How to highlight non-main diagonal elements

95 views Asked by At

I was wondering how to highlight diagonal elements of pandas DataFrame using df.style methods.

I already found out how to do it with the main diagonal, but can't manage to highlight the one which starts from the second column, f.e.

import numpy as np
import pandas as pd

df = pd.DataFrame({'a':[1,2,3,4],'b':[1,3,5,7],'c':[1,4,7,10],'d':[1,5,9,11]})

def style_diag(data):
    diag_mask = pd.DataFrame("", index=df.index, columns=df.columns)
    min_axis = min(diag_mask.shape)
    diag_mask.iloc[range(min_axis), range(min_axis)] = 'background-color: yellow'
    return diag_mask

df.style.apply(style_diag, axis=None)

This gives following output:

table with highlighting along the main diagonal

(but actually I don't really get the magic in this function)

And I'd like to have a yellow highlight across the diagonal elements 1, 4, 9.

How can I do that?

2

There are 2 answers

0
Henry Ecker On BEST ANSWER

There are certainly more than a few options here depending on the exact needs. One approach would be to create a mask of the same shape as your DataFrame with the diagonals at the desired offset filled with Trues to conditionally apply styles.

The approach and usage

def style_diag(df_: pd.DataFrame, offset: int = 0) -> pd.DataFrame:
    # Create empty styles DataFrame
    style_df = pd.DataFrame('', index=df_.index, columns=df_.columns)

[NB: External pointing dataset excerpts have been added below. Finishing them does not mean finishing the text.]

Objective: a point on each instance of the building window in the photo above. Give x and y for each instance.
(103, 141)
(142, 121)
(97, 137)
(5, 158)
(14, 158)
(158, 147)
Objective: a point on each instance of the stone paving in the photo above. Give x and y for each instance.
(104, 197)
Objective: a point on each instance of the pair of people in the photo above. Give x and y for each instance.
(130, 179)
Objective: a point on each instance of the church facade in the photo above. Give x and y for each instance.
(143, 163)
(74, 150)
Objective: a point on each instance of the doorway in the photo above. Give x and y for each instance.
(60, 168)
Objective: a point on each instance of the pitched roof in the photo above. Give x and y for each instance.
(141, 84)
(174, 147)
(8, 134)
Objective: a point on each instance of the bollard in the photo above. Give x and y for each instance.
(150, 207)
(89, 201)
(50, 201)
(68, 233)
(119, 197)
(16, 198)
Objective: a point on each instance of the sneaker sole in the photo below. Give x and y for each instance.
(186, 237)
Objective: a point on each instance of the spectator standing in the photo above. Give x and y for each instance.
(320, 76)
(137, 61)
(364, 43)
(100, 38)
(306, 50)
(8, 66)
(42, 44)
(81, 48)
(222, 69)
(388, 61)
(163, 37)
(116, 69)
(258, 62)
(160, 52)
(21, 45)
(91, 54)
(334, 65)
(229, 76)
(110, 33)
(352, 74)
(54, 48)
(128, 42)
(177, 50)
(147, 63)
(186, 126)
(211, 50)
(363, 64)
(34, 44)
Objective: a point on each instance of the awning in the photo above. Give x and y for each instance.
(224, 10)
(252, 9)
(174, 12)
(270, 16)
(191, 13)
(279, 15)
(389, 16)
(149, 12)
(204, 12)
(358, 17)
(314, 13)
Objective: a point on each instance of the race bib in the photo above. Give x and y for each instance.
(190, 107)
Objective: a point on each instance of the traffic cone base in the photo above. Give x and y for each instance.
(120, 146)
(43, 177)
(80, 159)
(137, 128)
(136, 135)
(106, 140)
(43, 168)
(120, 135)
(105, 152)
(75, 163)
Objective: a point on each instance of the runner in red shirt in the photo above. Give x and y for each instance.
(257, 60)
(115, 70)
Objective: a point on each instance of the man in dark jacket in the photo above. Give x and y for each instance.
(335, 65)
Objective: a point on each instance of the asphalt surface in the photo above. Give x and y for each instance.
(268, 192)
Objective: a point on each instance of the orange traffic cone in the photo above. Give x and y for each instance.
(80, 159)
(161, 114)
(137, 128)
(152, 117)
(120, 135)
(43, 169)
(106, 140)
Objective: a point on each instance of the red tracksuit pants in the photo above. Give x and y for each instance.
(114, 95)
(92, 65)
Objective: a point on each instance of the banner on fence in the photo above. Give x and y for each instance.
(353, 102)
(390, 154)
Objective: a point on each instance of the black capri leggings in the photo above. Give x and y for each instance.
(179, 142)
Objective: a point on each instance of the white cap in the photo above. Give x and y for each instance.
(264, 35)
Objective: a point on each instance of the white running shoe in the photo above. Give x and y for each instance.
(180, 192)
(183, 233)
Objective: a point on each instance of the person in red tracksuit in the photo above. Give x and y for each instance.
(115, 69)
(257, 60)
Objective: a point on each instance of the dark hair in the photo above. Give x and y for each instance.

    # Create a 2D False mask
    mask = np.zeros(df_.shape, dtype=bool)

    # Find diagonal indices at an offset and replace values with True
    rows, cols = np.indices(mask.shape)
    mask[np.diag(rows, k=offset), np.diag(cols, k=offset)] = True

    # Set diagonal styles using mask
    style_df[mask] = 'background-color:yellow'
    return style_df

This can be used like:

df.style.apply(style_diag, offset=1, axis=None)

Which produces the following results:

Styled DataFrame with offset 1 diagonal highlighted yellow

Similarly this can be used without an offset to produce the original output:

df.style.apply(style_diag, axis=None)

Styled DataFrame with main diagonal highlighted yellow

Or even with negative offsets:

df.style.apply(style_diag, offset=-2, axis=None)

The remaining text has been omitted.